También una revisión sistemática de Clinical Evidence(2) basada en una búsqueda de Julio de 2009, concluye que, en base a ensayos clínicos aleatorizados (ECAs) recientes no se puede apoyar el uso rutinario de profilaxis antibiótica en niños después de un primer episodio de pielonefritis o con un grado de RVU de leve a moderado. La utilización de profilaxis para reducir futuras complicación debería garantizarse en aquellos niños con riesgo especialmente alto en base a la gravedad de su presentación del reflujo, la existencia confirmada de daño renal, u otros factores que predispones a recurrencia graves. Al comparar los distintos antibióticos, indica que nitrofurantoína se muestra más efectiva para prevenir la recurrencia de infección urinaria en comparación con trimetoprim y trimetoprim-sulfametoxazol (cotrimoxazol, TMP/SMZ), aunque tan eficaz como cefixima(evidencia de alta calidad). Sin embargo, nitrofurantoína se ha asociado con tasas más altas de efectos adversos que trimetoprim pero con menores efectos adversos que cefixima.

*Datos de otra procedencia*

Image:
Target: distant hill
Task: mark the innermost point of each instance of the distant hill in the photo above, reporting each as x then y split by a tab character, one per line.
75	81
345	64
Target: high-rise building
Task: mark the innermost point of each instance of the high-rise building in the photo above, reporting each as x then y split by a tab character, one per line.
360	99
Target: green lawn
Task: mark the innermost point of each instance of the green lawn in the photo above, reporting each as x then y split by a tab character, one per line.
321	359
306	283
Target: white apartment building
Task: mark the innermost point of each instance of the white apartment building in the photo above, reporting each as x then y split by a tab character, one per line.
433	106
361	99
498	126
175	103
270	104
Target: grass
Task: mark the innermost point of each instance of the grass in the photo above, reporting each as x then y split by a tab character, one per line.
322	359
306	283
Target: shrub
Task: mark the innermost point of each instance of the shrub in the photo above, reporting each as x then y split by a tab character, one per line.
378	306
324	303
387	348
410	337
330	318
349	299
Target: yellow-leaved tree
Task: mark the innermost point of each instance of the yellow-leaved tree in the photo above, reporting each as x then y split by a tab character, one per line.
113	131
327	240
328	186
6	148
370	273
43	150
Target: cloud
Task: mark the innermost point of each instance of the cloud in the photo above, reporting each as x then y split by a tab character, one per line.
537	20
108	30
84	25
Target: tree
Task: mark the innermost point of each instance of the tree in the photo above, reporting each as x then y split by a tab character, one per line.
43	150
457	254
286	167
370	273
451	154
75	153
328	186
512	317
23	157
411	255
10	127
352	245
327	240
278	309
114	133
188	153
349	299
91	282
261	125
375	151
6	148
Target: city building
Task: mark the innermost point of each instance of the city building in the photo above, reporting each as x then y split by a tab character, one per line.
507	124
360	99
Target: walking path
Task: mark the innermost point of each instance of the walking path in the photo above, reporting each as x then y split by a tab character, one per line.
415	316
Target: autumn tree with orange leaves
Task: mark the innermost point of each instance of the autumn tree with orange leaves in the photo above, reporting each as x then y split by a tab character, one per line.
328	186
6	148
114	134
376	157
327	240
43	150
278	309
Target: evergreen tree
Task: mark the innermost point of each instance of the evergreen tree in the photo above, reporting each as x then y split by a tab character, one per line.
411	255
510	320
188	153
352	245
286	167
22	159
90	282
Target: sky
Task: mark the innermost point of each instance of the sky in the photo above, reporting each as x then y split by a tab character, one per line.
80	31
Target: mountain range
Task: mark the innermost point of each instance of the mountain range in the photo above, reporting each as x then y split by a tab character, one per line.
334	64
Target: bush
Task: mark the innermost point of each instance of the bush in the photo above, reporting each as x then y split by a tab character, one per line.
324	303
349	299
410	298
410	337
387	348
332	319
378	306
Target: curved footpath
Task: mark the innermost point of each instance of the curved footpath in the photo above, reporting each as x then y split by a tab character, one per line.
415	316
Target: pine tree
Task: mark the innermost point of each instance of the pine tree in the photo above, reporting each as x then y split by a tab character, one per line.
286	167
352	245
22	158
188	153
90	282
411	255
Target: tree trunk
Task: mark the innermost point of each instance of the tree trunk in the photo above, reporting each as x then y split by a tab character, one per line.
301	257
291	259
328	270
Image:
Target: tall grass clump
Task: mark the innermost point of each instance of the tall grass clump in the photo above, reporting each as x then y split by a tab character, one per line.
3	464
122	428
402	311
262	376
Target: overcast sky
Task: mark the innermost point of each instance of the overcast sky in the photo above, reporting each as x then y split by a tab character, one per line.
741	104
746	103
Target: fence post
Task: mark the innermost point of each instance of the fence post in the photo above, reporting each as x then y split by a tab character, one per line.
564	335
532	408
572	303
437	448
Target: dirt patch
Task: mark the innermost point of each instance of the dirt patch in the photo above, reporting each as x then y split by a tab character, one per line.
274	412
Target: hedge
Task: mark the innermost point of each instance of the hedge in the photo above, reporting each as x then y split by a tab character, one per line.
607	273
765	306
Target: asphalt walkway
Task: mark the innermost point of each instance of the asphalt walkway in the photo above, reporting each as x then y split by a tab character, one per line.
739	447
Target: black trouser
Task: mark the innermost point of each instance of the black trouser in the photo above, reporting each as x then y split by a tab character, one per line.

Otra revisión sistemática y meta-análisis(3) publicado en 2008 establece de igual forma que no hay datos disponibles que demuestren la superioridad del tratamiento médico (profilaxis antibiótica) ó quirúrgico comparado con la observación y tratamiento precoz de las infecciones de orina, que sería también otra opción de tratamiento en el manejo del RVU primario en el niño. Respecto a la efectividad de los distintos antibióticos llega a la misma conclusión respecto a nitrofurantoína y trimetoprim.
Respecto a la utilización en concreto de TMP/SMZ como agente profiláctico, localizamos un ECA multicéntrico(4) de publicación posterior a los documentos previos en el cual se aleatorizó a una muestra de 576 niños menores de 18 años (edad media de 14 meses), que habían tenido una o más ITUs probadas microbiológicamente, a recibir profilaxis antibiótica con una dosis diaria de TMP/SMZ en suspensión (2 mg de trimetoprim más 10 mg de sulfametoxazol/kg peso corporal) o placebo durante 12 meses. De estos niños el 42% tenía un RVU conocido (al menos de grado III en el 53% de estos pacientes. Durante el estudio, se desarrolló una ITU en 36 de los 288 pacientes (13%) del grupo que recibió TMP/SMZ y en 55 de los 288 pacientes (19%) del grupo placebo. En el grupo de profilaxis antibiótica, la reducción del riesgo absoluto de la infección del tracto urinario (6 puntos porcentuales)se mostró consistente en todos los subgrupos de pacientes. En base a estos datos los autores concluyen que dosis bajas de TMP/SMZ se asocian a una disminución del número de ITUs en niños predispuestos.
Hay además en marcha otro ECA multicéntrico(5) que pretende evaluar la efectividad de TMP/SMZ para prevenir la recurrencia de ITU y el daño renal en niños de 2 a 72 meses con RVU de grado I a IV después de la primera o segunda infección urinaria sintomática. Un total de 600 niños se han aleatorizado a recibir profilaxis con una dosis diaria de TMP/SMZ o placebo durante 2 años. En este estudio se plantea tener en cuenta la presencia de disfunción miccional como factor de confusión o modificador del efecto de los antibióticos profilácticos sobre la recurrencia de las ITUs y el daño renal.